You mentioned earlier Iván Mándy’s book, Lecturers and Co-authors …

Yes, and that too was part of the total absurdity. At that time I was part of a small group of friends who would write humorous sketches and short radio plays, all kinds of nonsense, for the insatiable Hungarian Radio. We would take apart the elements of the plays of Ferenc Molnár in various dives and espresso cafés, quite convinced that we would soon become famous comedy writers.

In Fiasco there is a scene where Köves, getting on for daybreak, is making his way homeward along deserted streets and is hailed by a strange chap from a bench by the footpath …

The pianist, who didn’t dare go home, because he wanted to avoid being dragged away from his bed.

Is the pianist a figure you dreamed up, or is he someone you encountered in real life?

I could even tell you his name.

That scene, as it happened, you also wrote as a stand-alone short story under the title “The Bench,” which contains a very typical sentence about the nonexistent identity that you spoke of before. It runs: “In those days I could always be persuaded by anything if I came up against the necessary patience or robustness.”

That is probably how it was in fact.

I rather feared as much.

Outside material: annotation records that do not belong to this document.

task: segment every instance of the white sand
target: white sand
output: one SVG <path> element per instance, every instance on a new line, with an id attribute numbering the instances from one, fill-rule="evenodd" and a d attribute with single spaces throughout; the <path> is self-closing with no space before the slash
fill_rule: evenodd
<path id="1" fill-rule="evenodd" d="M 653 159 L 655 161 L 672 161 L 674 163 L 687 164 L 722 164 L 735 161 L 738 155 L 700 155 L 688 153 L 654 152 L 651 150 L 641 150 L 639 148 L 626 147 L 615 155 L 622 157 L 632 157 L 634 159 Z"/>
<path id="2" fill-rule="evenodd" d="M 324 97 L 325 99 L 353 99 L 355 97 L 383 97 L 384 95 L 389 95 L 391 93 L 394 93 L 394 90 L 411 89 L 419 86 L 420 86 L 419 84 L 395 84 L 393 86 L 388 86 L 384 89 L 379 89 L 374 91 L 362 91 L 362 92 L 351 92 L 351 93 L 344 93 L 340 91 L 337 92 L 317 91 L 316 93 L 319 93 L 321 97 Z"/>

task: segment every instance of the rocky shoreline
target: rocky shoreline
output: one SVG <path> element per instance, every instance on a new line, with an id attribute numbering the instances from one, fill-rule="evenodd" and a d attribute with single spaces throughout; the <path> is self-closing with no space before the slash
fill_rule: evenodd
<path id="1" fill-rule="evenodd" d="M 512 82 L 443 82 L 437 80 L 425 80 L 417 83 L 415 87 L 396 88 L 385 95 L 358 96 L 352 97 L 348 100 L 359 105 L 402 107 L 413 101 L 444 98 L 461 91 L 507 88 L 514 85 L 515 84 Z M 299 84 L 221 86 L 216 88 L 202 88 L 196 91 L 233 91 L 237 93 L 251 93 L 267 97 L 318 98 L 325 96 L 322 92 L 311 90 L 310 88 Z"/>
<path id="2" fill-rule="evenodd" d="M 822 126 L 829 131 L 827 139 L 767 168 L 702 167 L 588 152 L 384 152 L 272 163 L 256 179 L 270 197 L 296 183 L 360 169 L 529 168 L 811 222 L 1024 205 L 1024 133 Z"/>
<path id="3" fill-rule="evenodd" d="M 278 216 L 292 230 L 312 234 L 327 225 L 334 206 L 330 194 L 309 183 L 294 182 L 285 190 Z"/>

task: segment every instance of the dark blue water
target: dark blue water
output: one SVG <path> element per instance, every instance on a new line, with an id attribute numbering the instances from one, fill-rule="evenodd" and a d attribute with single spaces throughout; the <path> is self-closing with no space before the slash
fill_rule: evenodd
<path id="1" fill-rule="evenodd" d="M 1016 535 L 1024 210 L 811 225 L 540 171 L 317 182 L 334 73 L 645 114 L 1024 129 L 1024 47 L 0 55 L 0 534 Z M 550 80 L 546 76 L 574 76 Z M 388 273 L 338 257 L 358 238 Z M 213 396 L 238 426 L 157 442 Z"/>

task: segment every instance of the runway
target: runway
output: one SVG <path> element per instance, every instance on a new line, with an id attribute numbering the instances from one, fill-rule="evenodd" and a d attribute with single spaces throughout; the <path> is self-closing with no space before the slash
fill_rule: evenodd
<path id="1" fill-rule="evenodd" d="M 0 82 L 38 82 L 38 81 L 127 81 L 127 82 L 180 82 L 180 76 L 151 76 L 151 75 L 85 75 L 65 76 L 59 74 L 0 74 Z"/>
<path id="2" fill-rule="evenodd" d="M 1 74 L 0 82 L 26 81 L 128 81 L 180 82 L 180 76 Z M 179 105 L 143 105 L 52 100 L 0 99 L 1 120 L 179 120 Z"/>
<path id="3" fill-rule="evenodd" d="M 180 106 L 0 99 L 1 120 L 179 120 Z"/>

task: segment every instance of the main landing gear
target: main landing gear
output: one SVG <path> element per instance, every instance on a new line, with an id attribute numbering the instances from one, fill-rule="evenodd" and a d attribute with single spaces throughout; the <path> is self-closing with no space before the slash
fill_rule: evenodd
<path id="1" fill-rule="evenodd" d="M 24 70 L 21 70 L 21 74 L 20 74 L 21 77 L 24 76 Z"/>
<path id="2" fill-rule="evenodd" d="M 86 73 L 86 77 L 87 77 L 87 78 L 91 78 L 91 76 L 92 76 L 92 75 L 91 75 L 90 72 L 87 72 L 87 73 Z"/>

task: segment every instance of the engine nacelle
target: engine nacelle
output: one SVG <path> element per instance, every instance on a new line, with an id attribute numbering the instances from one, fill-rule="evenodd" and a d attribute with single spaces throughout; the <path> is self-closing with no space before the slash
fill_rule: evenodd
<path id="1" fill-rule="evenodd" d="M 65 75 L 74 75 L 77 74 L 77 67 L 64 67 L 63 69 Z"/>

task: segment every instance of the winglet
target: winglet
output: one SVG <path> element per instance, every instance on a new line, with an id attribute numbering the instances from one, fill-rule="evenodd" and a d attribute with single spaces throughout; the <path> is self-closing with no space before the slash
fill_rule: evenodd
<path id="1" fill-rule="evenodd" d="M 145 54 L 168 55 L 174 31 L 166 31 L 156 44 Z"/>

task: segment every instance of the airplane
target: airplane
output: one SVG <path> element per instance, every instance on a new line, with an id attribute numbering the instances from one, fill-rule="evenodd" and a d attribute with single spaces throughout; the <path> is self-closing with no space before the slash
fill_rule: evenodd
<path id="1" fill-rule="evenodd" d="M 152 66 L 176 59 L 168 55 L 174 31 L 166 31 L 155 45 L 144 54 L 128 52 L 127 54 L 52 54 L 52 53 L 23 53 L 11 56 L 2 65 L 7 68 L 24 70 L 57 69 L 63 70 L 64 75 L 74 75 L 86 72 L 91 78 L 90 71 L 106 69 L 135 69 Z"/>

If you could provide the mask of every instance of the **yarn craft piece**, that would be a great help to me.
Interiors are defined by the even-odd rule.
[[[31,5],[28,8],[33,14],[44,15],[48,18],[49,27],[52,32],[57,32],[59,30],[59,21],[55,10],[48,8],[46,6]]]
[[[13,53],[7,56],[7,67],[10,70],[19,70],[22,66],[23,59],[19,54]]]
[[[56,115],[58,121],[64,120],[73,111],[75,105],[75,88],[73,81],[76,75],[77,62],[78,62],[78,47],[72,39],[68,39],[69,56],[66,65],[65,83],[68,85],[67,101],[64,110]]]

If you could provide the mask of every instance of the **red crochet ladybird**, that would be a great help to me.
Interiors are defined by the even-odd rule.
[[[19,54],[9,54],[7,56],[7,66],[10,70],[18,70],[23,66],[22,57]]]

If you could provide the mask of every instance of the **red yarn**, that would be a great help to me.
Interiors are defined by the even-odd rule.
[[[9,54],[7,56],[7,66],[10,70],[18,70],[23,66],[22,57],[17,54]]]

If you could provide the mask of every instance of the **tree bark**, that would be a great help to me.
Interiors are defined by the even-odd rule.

What, then, did it take for you to come to your senses from this, as it were, semidetached state?

Maybe by first getting fully immersed in it, then, later on, simply recalling it and being duly astonished by it.

As if by means of a time machine, you were to arrive at an unfamiliar — or perhaps familiar — place and uneasily watch what is happening to you?

If you’re referring to the second part of Fiasco, then you’re on the wrong track. Köves knows exactly what is going to happen to him; indeed, he himself provokes the events.

He is tormented by a Kafkaesque guilty conscience and forebodings.

Not at all. I know that an interpretation along those lines was printed in a German newspaper …

Which claims that you are trying to amplify on Kafka, raising the question of whether that is in fact possible.

That’s not the point; the real issue is whether it is possible, in certain circumstances, not to amplify on Kafka. And here I don’t mean Kafka’s incomparable genius, but the fact that history has vindicated Kafka, and that has left its mark on the literature of succeeding generations. The language of the second part of Fiasco caused me quite a headache, i.e., how it is possible to cast the ephemeral ideological constructs of merely transitory closed regimes and dictatorships into the more durable form of a novel. I was looking for a usable metaphor, and it finally occurred to me that totalitarian dictatorships, including the Stalinist one, speak in the language of religion. Nor can it be otherwise, since their world was not a realm of logic but of the absurd. As a result, therefore, a degree of Kafkaesque stylization seemed glaringly obvious, for one thing because Fiasco ultimately deals with something entirely different from Kafka’s marvellous novels; for another thing, because what else is the intellectual domain that we call literature other than the handshaking of writers with one another ad infinitum? But that would take it too far. As far as Fiasco is concerned, it is a novel based on a fundamentally amusing notion. A writer bogged down in the intellectual swamp of the Seventies, the Brezhnev era, awakes to the realization that he is working counter to his own interest, because a creative life cannot be squared with the time in which he is living. That is when he embarks on a novel, which is nothing more than a process of the recapitulation of a fate: episode by episode, he recreates the existence of his young alter ego, Köves, looking more and more for where he lost his way, why he couldn’t disappear, submerge, into the anonymous mass of history. He is unlucky, however, and at the end of the book comes to the very same point — the L-shaped corridor — where he was once overtaken by his creative vision: the creative life proves to be an inescapable curse, its end product failure — the fiasco.